Block Header and Merkle Proofs
For this pr, I define:
- Client - A normal node peer storing, if wished, the entire chain of concern. For example, a desktop client node.
- Light Client - Node peers with limited and constrained resources which are only required to store the Block-Headers. For example, a web or mobile wallet.
- Stateless Client - For example, a smart contract in a chain in the outside world. They only need a single good known trusted hash to verify the zero knowledge proofs till that point in time.
A proper Block-Header is a single point of consensus, among all peers, which acts as a snapshot of the entire history of the respective blockchain state, up until the corresponding block height, in a compressed form.
It should be:
- A unique identity for a block.
- Compact, Precise and Elegant as it will be the face of the blockchain for the outside world.
- Simple and easy to develop around protocols as it will act as a bridge between the outside world.
- Able to verify the entire history of the chain state with minimal amount of resources possible in at most sub-linear complexity for both the time and the space.
- Able to allow the light clients to prune the chain state.
Other than these, the surrounding blockchain should support quick, generation of validity proofs, adding a new block with its header to the chainstate in sub-linear time, small proof sizes, etc.

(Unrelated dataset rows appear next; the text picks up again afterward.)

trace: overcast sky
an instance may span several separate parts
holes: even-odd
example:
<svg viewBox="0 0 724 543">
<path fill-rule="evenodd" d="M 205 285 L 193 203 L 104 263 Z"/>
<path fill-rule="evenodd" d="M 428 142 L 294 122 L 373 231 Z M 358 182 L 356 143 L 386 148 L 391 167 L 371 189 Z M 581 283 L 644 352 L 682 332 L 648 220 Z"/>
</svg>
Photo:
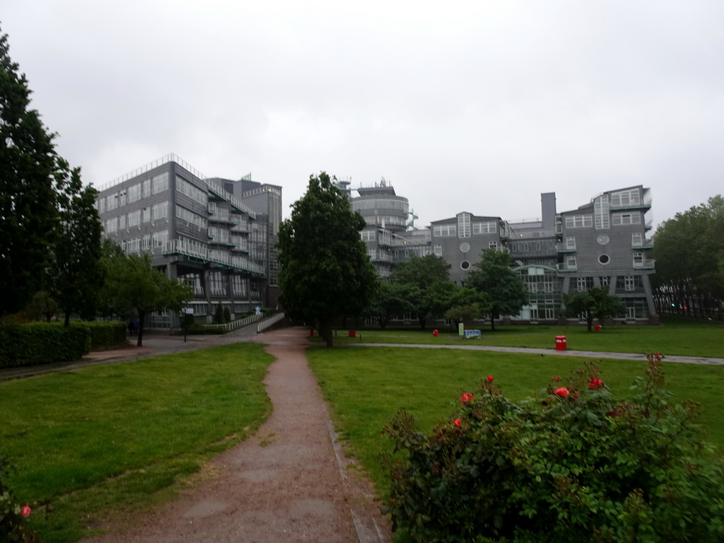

Fortunately, unlike other blockchains, the way linera is, we don't have to send the blockheader to other peers. It can be derived at the either ends, saving the block space, as its not part of the consensus(yet, there is a small space where it can be, for the better).
And also improving on the recent implementation, we don't have to send the block execution outcomes, as they are deterministic and dependent on the inputs, greatly saving the precious block space.
But, what's the incentive for the clients to cryptographically commit to the block-headers?
The state of the chain can be check-pointed, a snapshot, and the history of the chain before that point can be safely pruned.
Further, to maintain those, likely to be millions of, transaction hashes, a index data structure is needed. After careful considerations, a merkle trie is a most likely candidate. A trie like data structure is used by every major blockchain, Ethereum uses a modified merkle patricia tree, Solana uses a form of concurrent tree, etc. And we require a trie data structure at many places anyway, like in linera-views, and in future to manage Accounts and chain ids.
For our purposes, a best fit would an Adaptive Radix Merkle Trie (ART). Details about it can be found in the original paper[1] below.
Adding a new block to the index require minimal samples
Reads are O(1)
Writes are O(1)
Adding a new block is O(logn)
Generating a proof is O(logn)
Verifying a proof is O(logn)
Proof size is O(logn)
Lastly, a merkle skip list is used to calculate the canonical block hash, which is the concatenation of the current root hash with the consensus hashes N - 1, N - 2, N - 4, N - 8 ... and so on. The benefits to this can be many due to the magical nature of numbers and cryptrography, but two main reasons are
- Early detection of forks and malicious peers at the point of fork.
- Possibility of Existence of stateless clients.
Links
- [1] https://db.in.tum.de/~leis/papers/ART.pdf